Ligue des champions: l’Atalanta Bergame, divine surprise

Les joueurs de l’Atalanta lors de l’entraînement de veille de match à Zagreb, le 17 septembre 2019
/ © 2019 AFP

La Juventus, l’Inter Milan, Naples: L’Italie en Ligue des champions, ce sont des grands noms et des habitués. Et puis il y a l’Atalanta Bergame, qui n’a jamais rien gagné ou presque et n’est jamais montée aussi haut, mais émerveille la Serie A par la qualité de son football.

L’Atalanta n’a pas volé sa place en C1. La saison dernière, alors que l’Inter, l’AC Milan, la Lazio Rome ou l’AS Rome, tous bien mieux armés que les Bergamasques, se livraient à un concours de médiocrité pour atteindre les places européennes, l’équipe de Gian Piero Gasperini a livré un sprint époustouflant pour terminer troisième du championnat, le meilleur classement de son histoire, meilleure attaque de Serie A à la clé.

Et c’est la même route qui suit cette saison la “Dea” (la Déesse, le surnom du club), avec une troisième place après six journées, derrière les intouchables Inter et Juventus.

Sur son chemin, l’Atalanta vient cette semaine de détruire méthodiquement l’AS Rome dans la capitale (2-0), puis de piétiner Sassuolo (4-1), déjà mené 4-0 après 35 minutes avant que la bourrasque ne s’apaise.

La saison dernière, la Gazzetta dello Sport avait parlé de “football à l’arme blanche” pour décrire le jeu ultra-agressif prôné par Gasperini, 61 ans, qui trouve à Bergame une superbe revanche, huit ans après avoir été remercié par l’Inter Milan après seulement trois mois sur le banc.
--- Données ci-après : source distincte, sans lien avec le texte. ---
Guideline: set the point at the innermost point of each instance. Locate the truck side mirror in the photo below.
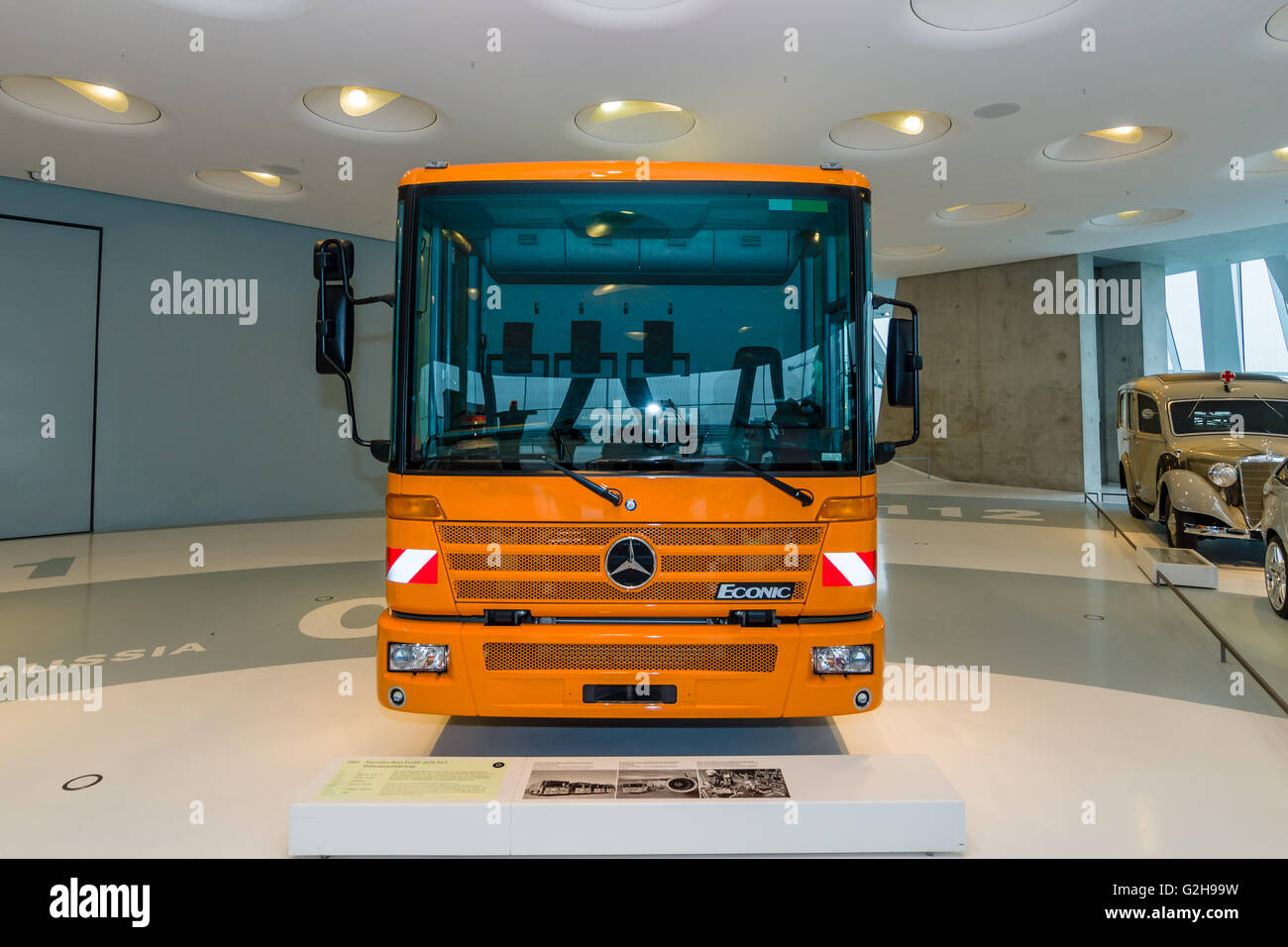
(902, 364)
(333, 263)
Porté par la surpuissance de son avant-centre colombien Duvan Zapata et par le talent de ses deux acolytes d’attaque, le génial argentin Alejandro “Papu” Gomez et l’irrégulier mais brillant Slovène Josip Ilicic, l’Atalanta joue le meilleur football d’Italie et ça fait un moment que ça dure.

Brutal apprentissage

Lundi matin, la Gazzetta rappelait ainsi que sur l’ensemble de l’année 2019, l’Atalanta était l’équipe de Serie A à avoir inscrit le plus de points, un de plus que la Juventus, six de plus que l’Inter et sept de plus que Naples et la Roma. Pas mal pour un club qui a pour seul palmarès une Coupe d’Italie remportée en 1963.

Défense à trois, marquage individuel parfois tout terrain, l’Atalanta impressionne surtout en championnat par son pressing étouffant, la répétition des courses de ses milieux de terrain et sa vitesse de jeu, autant de qualités qui auraient dû être transposables au niveau européen.

Pourtant, l’apprentissage de la Ligue des champions s’est fait de façon brutale, avec une défaite lourde et inattendue (4-0) sur le terrain du Dinamo Zagreb, qui restait sur 11 revers d’affilée en matches de poules de C1.

“Je dis toujours que soit on gagne, soit on apprend. De ce point de vue, l’Europe est un défi que nous affrontons avec beaucoup d’enthousiasme et la défaite de Zagreb nous a réveillés”, a assuré Gasperini.

Lui et ses joueurs auront l’occasion de le montrer mardi contre le Shakhtar Donetsk, dans une poule qui reste ouverte, derrière le grand favori Manchester City.

Le stade Atleti Azzurri d’Italia étant en travaux et loin des normes de l’UEFA, c’est au stade San Siro de Milan, à 60 kilomètres de là, que les tifosi de la “Dea” devront aller encourager leurs joueurs.

Cela ne devrait pas leur faire peur. Lors de la saison 2017-2018, en Europa League, ils allaient beaucoup plus loin, au Mapei Stadium de Reggio d’Emilie et Sassuolo, à 200 kilomètres de Bergame, pour soutenir leur équipe. Et le virage était plein à craquer.